In a moment of peace, I was hovering in the kitchen listening to Christmas music while the wife made pumpkin pie from scratch.

I can take a picture (and in fact I did), but a larger part of the appeal of pumpkin pie is the fragrance of pumpkin, cinnamon and ground ginger all mixed in together.

The sound of Christmas music, the smell of pumpkin pie being made…for a moment, it almost felt like Christmas was on the way.

All that was missing were loved ones who have gone on, and snow. The moment was therefore transitory, as brief as a snow cone under the unparalleled African sun.

The author, Habakkuk itemises a list of things that have gone wrong:

“Though the fig tree does not bud
and there are no grapes on the vines,
though the olive crop fails
and the fields produce no food,
though there are no sheep in the pen
and no cattle in the stalls,”

I look at that list and I think: debt. Most of us don’t have a reserve of resources, or a plan B. If those things don’t work out, if the fig tree doesn’t bud, if the olive crop fails, we’re in a hole for some green. Habakkuk writes that ‘though’ all these things are facts, yet he will rejoice in the Lord his saviour.

Christmas approaches and the infamous reply of Hillary R. Clinton before the House Select Committee on Benghazi comes to mind:

“What difference at this point does it [Christmas] make?”

She wasn’t referring to Christmas of course. But the way she asked her rhetorical question, it could just as well be about Christmas.

In the light of my thinking ‘what is the point of doing Christmas?’, I was thinking about the Aaronic priestly blessing, a benediction I think is awesome:

The mythical Santa has his list of naughty and nice, but Christmas really evokes itemization for me: businesses in the red or in the black, items on sale. Presents or no presents? Who brings the chicken? Who brings the gammon? At whose house do we gather? In a year like this, what level of lockdown are they going to impose on us?

The Lord gives, and as Job reminds us, he also takes away.

I read the benediction in the light of the things God gives to his children and then takes away, like loved ones, or time spent, or any list of things that we have lost in the last year.

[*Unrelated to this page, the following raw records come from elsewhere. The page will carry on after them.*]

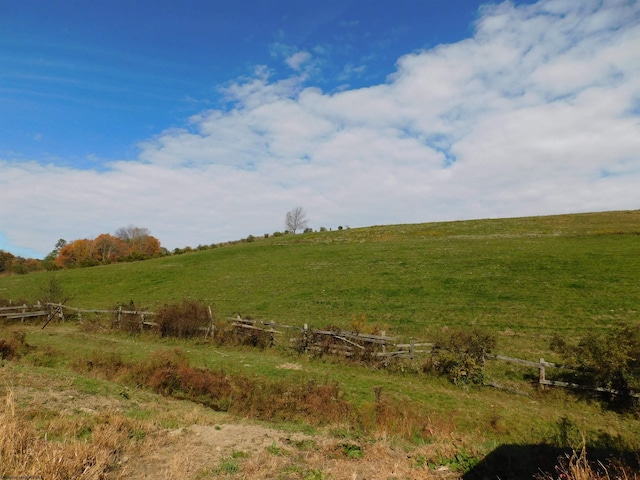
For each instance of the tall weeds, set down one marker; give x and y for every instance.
(25, 451)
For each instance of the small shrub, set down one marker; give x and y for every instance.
(13, 347)
(609, 360)
(183, 320)
(127, 318)
(460, 355)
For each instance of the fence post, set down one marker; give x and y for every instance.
(211, 330)
(385, 360)
(411, 352)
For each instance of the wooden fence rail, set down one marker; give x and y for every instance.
(345, 343)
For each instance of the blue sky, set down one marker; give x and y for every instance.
(206, 121)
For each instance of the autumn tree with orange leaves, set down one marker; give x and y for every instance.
(129, 243)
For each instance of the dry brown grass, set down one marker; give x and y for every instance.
(578, 467)
(56, 451)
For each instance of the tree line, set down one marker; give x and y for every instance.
(127, 244)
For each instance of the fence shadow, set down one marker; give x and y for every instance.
(519, 462)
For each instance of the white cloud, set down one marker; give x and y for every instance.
(530, 116)
(297, 60)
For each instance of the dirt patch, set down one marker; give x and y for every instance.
(257, 452)
(289, 366)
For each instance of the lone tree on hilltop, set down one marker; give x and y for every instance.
(296, 219)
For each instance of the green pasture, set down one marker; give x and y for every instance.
(523, 279)
(531, 276)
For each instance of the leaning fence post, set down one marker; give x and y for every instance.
(411, 351)
(212, 327)
(541, 375)
(385, 359)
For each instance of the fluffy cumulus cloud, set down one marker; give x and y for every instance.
(537, 113)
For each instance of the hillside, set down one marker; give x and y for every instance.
(526, 274)
(113, 405)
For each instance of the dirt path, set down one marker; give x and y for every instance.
(255, 452)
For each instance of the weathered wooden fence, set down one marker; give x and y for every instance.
(303, 339)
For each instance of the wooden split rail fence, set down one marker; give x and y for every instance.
(309, 340)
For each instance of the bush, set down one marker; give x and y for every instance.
(460, 355)
(608, 360)
(13, 347)
(127, 318)
(183, 320)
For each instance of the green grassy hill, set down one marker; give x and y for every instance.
(522, 279)
(556, 273)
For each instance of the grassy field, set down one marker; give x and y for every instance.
(522, 279)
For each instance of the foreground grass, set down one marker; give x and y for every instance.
(478, 418)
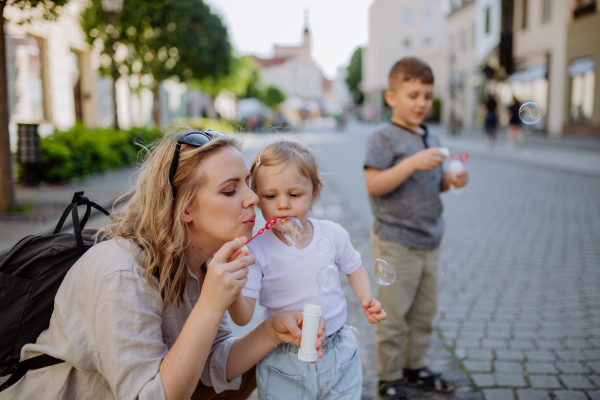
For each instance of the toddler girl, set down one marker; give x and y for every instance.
(285, 176)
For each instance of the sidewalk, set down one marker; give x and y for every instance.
(579, 155)
(51, 200)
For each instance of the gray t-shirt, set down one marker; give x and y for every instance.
(411, 213)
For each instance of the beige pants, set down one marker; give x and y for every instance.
(410, 303)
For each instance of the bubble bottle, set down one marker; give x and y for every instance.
(310, 328)
(455, 167)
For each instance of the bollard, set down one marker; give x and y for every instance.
(28, 153)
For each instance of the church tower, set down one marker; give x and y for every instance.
(306, 42)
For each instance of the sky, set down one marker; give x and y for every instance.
(337, 27)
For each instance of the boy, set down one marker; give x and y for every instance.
(404, 178)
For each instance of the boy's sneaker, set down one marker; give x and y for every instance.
(393, 390)
(423, 378)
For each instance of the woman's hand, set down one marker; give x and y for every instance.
(287, 327)
(226, 275)
(373, 310)
(461, 179)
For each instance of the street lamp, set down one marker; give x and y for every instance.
(112, 8)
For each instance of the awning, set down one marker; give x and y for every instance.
(581, 66)
(530, 74)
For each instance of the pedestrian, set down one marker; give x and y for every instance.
(515, 133)
(491, 120)
(404, 178)
(285, 176)
(142, 314)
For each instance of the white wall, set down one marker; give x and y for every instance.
(486, 42)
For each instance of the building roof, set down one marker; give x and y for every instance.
(268, 62)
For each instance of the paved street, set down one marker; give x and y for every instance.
(520, 265)
(519, 305)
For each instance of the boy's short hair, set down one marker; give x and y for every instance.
(410, 68)
(283, 152)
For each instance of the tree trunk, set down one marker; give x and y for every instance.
(156, 107)
(7, 188)
(114, 72)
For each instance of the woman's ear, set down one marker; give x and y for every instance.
(390, 98)
(316, 194)
(187, 216)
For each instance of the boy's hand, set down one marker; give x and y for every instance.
(373, 310)
(460, 180)
(427, 159)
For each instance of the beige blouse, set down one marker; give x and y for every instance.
(113, 330)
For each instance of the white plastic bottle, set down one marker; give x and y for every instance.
(444, 151)
(310, 327)
(455, 167)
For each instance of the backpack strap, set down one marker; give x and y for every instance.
(78, 199)
(41, 361)
(23, 242)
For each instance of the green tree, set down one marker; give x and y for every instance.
(355, 76)
(243, 79)
(45, 9)
(167, 39)
(272, 97)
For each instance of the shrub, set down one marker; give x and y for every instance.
(79, 152)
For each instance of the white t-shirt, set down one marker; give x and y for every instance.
(285, 279)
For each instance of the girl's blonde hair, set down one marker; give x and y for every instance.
(287, 152)
(151, 217)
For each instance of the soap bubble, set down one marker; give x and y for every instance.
(293, 232)
(383, 272)
(530, 113)
(350, 337)
(324, 246)
(328, 278)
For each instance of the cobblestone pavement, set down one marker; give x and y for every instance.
(519, 304)
(519, 278)
(520, 271)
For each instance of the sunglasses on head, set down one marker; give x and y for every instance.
(196, 139)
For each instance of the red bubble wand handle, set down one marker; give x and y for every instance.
(462, 157)
(270, 223)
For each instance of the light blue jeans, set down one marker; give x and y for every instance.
(336, 376)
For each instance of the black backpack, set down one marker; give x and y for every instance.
(30, 275)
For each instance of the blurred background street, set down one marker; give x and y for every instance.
(85, 85)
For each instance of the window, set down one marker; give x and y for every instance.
(524, 9)
(35, 76)
(583, 79)
(584, 7)
(428, 17)
(546, 7)
(75, 75)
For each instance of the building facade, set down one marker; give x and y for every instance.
(582, 85)
(50, 71)
(293, 70)
(397, 29)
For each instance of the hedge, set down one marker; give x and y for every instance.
(80, 151)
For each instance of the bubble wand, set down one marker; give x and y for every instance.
(462, 157)
(270, 223)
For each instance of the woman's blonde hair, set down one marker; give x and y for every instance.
(151, 217)
(287, 152)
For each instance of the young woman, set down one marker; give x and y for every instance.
(142, 314)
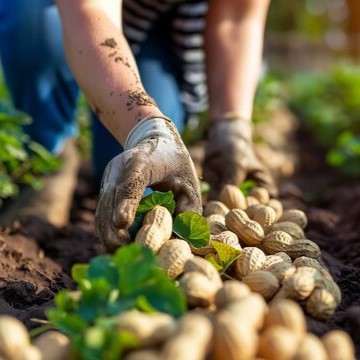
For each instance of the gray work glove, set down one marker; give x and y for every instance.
(230, 158)
(156, 157)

He has given so many things and taken many things away. But He has never removed Himself.

The LORD gives himself to his people. His blessing, and his power to keep us (we can’t sabotage ourselves out of his hands), His face looking on us, seeing us really, His grace, his countenance (seeing us not as we are in our sin, but in Christ), and his peace.

His peace, oh how we need his peace in the midst of a Christmas that has lost a lot of its shine.

He has given so many things and taken many things away. But He has never removed Himself.